By the 1980s and 1990s, symbolic methods matured into large-scale parsers, grammar formalisms (e.g., LFG, HPSG, CCG), discourse models, and expert systems, aiming to capture meaning with precise rules. 
However, they also revealed limitations: brittleness in handling ambiguity, domain transfer, and the high cost of manual rule engineering. These challenges eventually opened the door for statistical and neural methods, though symbolic representation remains foundational in areas like formal semantics, knowledge graphs, and explainable AI. Modern NLP often revisits symbolic traditions in hybrid systems, combining the interpretability of structured knowledge with the adaptability of neural models.

![image.png](attachment:image.png)


### Distributional Hypothesis and Word Embedding

What does ongchoi mean? You will guess the meaning when you see the context of its usage: 
* Ong choi is delicious sautéed with garlic. 
* Ong choi is superb over rice
* Ong choi leaves with salty sauces

Because you already seen the following so you conclude that Ongchoi is leafy green like spinach, chard, or collard greens
* …spinach sautéed with garlic over rice
* Chard stems and leaves are delicious
* Collard greens and other salty leafy greens

We learned two kinds of vector representation: Sparse(TF-IDF) and Dense(Skipgram and CBOW). 
In this assignment, we will learn how to train word embedding with NGram, SkipGram, then please implement your own Continuous Bag-of-Words(CBOW) via pytorch and related libaries.

## Section 1.2. Train WordEmbedding via Neural Ngram Language Model(50')
Before we go in depth, let us do a few quick notes
about how to use embeddings in Pytorch and a further practice of Pytorch programming
in general. Similar to how we defined a unique index for each word when
making one-hot vectors in the Sparse vector representatio(Word-Term, Word-Word matrix), we also need to define an index for each word
when using embeddings. These will be keys into a lookup table. That is,
embeddings are stored as a $|V| \times D$ matrix, where $D$ is the
dimensionality of the embeddings, such that the word assigned index $i$
has its embedding stored in the $i$\'th row of the matrix.
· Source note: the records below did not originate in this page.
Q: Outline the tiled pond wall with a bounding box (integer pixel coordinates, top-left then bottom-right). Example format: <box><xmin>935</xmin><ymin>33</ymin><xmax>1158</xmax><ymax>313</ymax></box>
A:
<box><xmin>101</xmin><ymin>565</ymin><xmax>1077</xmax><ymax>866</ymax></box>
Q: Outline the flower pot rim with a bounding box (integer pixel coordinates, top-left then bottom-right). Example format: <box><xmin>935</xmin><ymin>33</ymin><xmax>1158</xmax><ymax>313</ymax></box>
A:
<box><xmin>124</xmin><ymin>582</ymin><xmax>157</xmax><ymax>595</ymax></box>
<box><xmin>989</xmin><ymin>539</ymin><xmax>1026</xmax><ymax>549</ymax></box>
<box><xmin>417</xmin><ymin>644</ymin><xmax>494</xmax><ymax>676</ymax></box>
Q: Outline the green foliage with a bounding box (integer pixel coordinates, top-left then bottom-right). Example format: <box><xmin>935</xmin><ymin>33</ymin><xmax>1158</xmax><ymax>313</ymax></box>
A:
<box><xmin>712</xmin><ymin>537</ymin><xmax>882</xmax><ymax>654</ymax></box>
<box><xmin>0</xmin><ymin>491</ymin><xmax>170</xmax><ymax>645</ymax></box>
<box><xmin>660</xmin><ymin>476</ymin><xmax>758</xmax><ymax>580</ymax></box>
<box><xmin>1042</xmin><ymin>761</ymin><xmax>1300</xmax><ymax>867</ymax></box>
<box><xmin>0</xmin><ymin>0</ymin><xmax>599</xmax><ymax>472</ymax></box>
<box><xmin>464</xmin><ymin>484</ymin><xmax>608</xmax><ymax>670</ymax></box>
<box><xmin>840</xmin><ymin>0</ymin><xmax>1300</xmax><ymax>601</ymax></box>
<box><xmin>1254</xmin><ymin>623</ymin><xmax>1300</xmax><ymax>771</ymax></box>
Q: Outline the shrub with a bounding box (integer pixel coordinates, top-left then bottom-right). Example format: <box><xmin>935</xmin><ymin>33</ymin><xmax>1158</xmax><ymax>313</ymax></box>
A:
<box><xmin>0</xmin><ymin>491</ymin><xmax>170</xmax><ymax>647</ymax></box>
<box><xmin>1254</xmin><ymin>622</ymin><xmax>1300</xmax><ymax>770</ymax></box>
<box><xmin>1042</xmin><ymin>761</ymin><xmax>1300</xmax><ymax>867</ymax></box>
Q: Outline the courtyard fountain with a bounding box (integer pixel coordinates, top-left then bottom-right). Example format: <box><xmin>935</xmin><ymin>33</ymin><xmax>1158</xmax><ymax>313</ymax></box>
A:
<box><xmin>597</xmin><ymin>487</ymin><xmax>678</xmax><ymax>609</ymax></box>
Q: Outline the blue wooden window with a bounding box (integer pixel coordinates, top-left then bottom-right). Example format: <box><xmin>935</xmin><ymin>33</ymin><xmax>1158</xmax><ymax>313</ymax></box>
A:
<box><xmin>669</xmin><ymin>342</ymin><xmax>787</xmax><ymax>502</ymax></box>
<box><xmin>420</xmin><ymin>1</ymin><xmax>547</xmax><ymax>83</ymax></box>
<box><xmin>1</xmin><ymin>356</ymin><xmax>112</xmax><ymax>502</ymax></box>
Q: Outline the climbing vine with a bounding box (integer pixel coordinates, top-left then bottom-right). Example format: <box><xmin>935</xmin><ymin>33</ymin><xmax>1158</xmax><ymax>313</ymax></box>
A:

In all of my
code, the mapping from words to indices is a dictionary named
word\_to\_ix.

The module that allows you to use embeddings is torch.nn.Embedding,
which takes two arguments: the vocabulary size, and the dimensionality
of the embeddings.

To index into this table, you must use torch.LongTensor (since the
indices are integers, not floats).

In [1]:

import torch
import torch.nn as nn
import torch.nn.functional as F
import torch.optim as optim
# set a seed
torch.manual_seed(1)

# Let us assume a simple key-value dictionary to map each words into an index.
word_to_ix = {"hello": 0, "world": 1}
# Then we define a simple embedding layer in Pytorch
embeds = nn.Embedding(2, 5)  # 2 words in vocab, 5 dimensional embeddings
# We look up the embedding layer via the word indices.
lookup_tensor = torch.tensor([word_to_ix["hello"]], dtype=torch.long)
hello_embed = embeds(lookup_tensor)
print(hello_embed)
# Print the shape and type of the lookup tensor and the embedding
print(lookup_tensor.shape, lookup_tensor.dtype)
print(hello_embed.shape, hello_embed.dtype)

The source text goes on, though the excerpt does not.